Giuseppe Verde, fidanzato di Debora, avrebbe cercato informazioni riservate relative a indagini condotte da altri. È sotto inchiesta anche alla procura militare

di Carlo Bellotto
1 minuto di lettura

PADOVA. Violazione del segreto d’ufficio e accesso abusivo alla banca dati. Il maresciallo dei carabinieri Giuseppe Verde è indagato dal pm Giorgio Falcone che sta svolgendo le indagini sull’omicidio di Isabella Noventa.

Tutto nasce dalla perquisizione della settimana scorsa sul posto di lavoro di Verde, al comando provinciale dei Carabinieri di via Rismondo. Una verifica che scattata oltre 50 giorni dopo l’8 marzo, giorno in cui venne perquisita l’abitazione dello stesso Verde, in via Vigonovese.

Nonostante il tempo trascorso, gli agenti della Mobile avrebbero trovato documentazione che non lascerebbe spazio a dubbi e che inguaierebbe il sottufficiale.

Ci sarebbero carte che indicano che il maresciallo avrebbe cercato informazioni nelle banche dati e si presume che abbia girato quelle notizie - riservate e alle quali aveva accesso solo per doveri d’ufficio - a qualcuno.

Pare che non abbia saputo giustificare il perché le avesse acquisite, visto che lui non stava svolgendo alcuna indagine sulle persone su cui aveva preso informazioni. Quando un carabiniere consulta la banca dati per cercare informazioni su una determinata persona, entra con le proprie credenziali e resta traccia del suo accesso.

Ora la procura sta verificando se avesse cercato informazioni anche in merito all’inchiesta che vede coinvolta la compagna Debora, sospettata di omicidio volontario premeditato e occultamento di cadavere con il fratello Freddy e l’amica Manuela Cacco per l’assassinio di Isabella.

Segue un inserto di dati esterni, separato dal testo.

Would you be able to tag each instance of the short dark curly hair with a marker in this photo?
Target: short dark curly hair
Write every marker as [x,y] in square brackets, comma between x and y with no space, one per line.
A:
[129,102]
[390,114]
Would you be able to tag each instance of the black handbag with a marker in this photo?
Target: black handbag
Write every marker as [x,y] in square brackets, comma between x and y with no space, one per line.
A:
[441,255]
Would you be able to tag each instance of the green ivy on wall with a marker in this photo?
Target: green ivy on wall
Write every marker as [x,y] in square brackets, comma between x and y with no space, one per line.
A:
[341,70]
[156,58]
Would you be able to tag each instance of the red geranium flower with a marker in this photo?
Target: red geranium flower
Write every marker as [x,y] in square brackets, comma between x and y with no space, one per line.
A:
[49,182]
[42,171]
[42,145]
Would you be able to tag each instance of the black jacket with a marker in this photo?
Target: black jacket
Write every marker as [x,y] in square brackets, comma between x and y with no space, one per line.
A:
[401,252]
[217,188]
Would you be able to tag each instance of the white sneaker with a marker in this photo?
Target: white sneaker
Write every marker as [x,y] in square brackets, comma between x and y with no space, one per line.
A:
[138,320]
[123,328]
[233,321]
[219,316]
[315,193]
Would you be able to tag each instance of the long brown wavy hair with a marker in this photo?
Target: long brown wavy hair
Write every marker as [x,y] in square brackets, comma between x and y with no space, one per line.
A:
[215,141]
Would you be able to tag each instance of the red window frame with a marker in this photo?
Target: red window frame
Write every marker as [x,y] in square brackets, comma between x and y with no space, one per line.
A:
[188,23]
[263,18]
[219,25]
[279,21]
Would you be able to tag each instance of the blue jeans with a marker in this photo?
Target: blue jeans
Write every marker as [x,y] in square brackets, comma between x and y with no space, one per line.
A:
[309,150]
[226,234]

In tal senso sono in corso ulteriori indagini, che potrebbero essere condotte dagli stessi colleghi del carabiniere. Il militare fino ad alcune settimane fa aveva incarichi nell’aliquota operativa della Compagnia dei carabinieri di Padova, è stato poi trasferito in via provvisoria negli uffici della Legione quando è emerso il suo coinvolgimento (sinora senza imputazioni) nel giallo della scomparsa di Isabella.

Verde è indagato anche dalla procura militare in seguito del sopralluogo nella sua abitazione; in quell’occasione i poliziotti hanno sequestrato tre proiettili in più rispetto alla sua normale dotazione. Non si tratta di un reato particolarmente grave, ma certo lui sapeva che quei tre proiettili potevano costargli qualche noia.

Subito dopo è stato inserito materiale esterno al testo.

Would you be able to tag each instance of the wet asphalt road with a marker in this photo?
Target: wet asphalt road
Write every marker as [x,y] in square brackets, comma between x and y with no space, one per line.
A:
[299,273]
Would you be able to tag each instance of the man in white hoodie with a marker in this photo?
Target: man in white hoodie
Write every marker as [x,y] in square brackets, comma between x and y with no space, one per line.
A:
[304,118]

Poteva inoltre sospettare che gli sarebbe stato perquisito il posto di lavoro: il tempo per far sparire quelle carte l’ha avuto, ma non l’ha voluto usare.

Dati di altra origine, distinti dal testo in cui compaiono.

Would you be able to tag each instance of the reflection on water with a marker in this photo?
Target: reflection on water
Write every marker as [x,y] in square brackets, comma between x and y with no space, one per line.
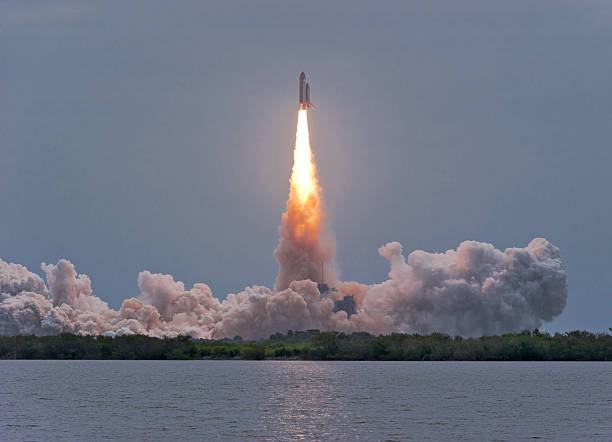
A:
[294,400]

Proseguono le indagini sulla scomparsa di Isabella e potrebbero partire a giorni le ricerche del corpo della segretaria nel lago a ridosso del ponte Darwin a Padova Est.

I legali di Freddy Sorgato, Giuseppe Pavan e Massimo Malipiero intanto spiegano che il loro assistito non si è mai vantato in cella del fatto che gli investigatori non riescano a trovare il corpo della povera Isabella.